It’s a pent-up demand, according to plus-size fashion blogger Jessica Torres. She said growing up, there were so few places to get clothes in her size that sometimes she would buy from the men’s section.

“I would even cut T-shirts up and then make them look different because we were so tired of the few options that we had.”

So when plus-size chain Torrid launched Lovesick as its younger, hipper, more affordable sister store last year, Torres said the response was huge, noting her friends’ Facebook posts that said things like “Don’t sleep on Lovesick! They have really cute stuff!” The response in March when Lovesick announced it was closing?

“That’s literally all I saw on my timeline,” said Torres.

It’s one less place for Julie Dugan, who frequents the location in West Covina, California, to try on clothes.

“Having that resource cut off,” she said, “is a huge disappointment.” Dugan, 36, said one of Lovesick’s major flaws though, was inconsistent sizing, which she attributes to the brand buying its products from various private labels. She also criticized Lovesick for increasing its size range downward to size 8, instead of upward to even larger sizes.

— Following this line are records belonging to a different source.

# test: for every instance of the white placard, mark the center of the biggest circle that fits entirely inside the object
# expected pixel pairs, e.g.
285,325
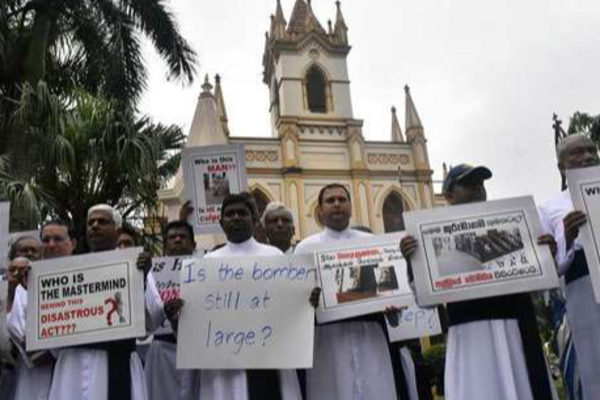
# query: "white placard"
414,323
584,185
246,313
209,174
360,277
479,250
91,298
4,236
167,272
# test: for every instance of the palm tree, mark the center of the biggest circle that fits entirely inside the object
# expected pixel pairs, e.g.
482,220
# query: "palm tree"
89,151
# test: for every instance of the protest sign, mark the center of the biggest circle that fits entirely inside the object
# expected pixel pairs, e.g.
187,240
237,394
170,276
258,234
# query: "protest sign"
360,277
83,299
415,322
584,185
479,250
4,237
167,272
209,174
246,313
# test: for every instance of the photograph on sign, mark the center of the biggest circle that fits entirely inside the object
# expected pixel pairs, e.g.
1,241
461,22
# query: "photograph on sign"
479,250
360,277
84,299
4,236
246,313
167,272
584,186
210,174
415,322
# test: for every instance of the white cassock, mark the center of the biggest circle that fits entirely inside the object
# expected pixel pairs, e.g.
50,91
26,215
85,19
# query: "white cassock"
82,374
583,313
164,380
352,358
232,384
33,383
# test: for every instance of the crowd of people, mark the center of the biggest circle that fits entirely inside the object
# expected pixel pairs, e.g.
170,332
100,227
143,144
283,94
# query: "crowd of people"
494,350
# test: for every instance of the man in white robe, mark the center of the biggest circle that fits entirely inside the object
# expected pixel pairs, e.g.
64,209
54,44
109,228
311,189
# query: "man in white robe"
485,354
83,373
238,219
560,219
353,359
165,381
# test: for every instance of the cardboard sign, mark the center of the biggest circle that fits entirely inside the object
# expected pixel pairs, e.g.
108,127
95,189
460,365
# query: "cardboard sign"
360,277
210,174
414,323
83,299
246,313
4,236
479,250
584,186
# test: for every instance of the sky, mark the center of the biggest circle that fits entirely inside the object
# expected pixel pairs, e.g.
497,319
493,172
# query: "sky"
485,76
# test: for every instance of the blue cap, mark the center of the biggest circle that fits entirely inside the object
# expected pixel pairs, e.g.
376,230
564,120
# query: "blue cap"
462,171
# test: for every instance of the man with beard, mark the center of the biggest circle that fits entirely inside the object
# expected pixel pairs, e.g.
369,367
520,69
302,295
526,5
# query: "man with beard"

We took visual merchandiser Tony Lopez to a Lovesick store before it closed to get his take on whether the storefront and floor plan were effective.

“When you’re looking at windows, and you’re looking at the mannequins, you want to make them all cohesive and make them all friends. They’re all going out together.” Lopez said, “Lovesick doesn’t have that.”

Lopez said there are too many styles in its window: the festival look, dark bohemian, ’90s throwback. It should be a concise presentation, based on one current trend, he said. He said that in his opinion, Torrid does this better and has a more open layout inside the store that directs the shopper better and feels more fashionable. But, he added, Torrid is not targeting buyers under 30.

Retail analyst Marshal Cohen said Torrid, which was established in 2001, would want to grow with its customers instead of rebranding every five years, trying to capture consumers who are now adopting online brands. He said Lovesick may have been an effort to break away from the reputation of Torrid, but, “What it’s really doing … is just duplicating efforts, and not creating growth, just displacing the sales that exist.”

Torrid declined to comment on Lovesick’s closing, but Torres said plenty of women in the U.S. are still looking for a place to try on clothes that are size 16 and up.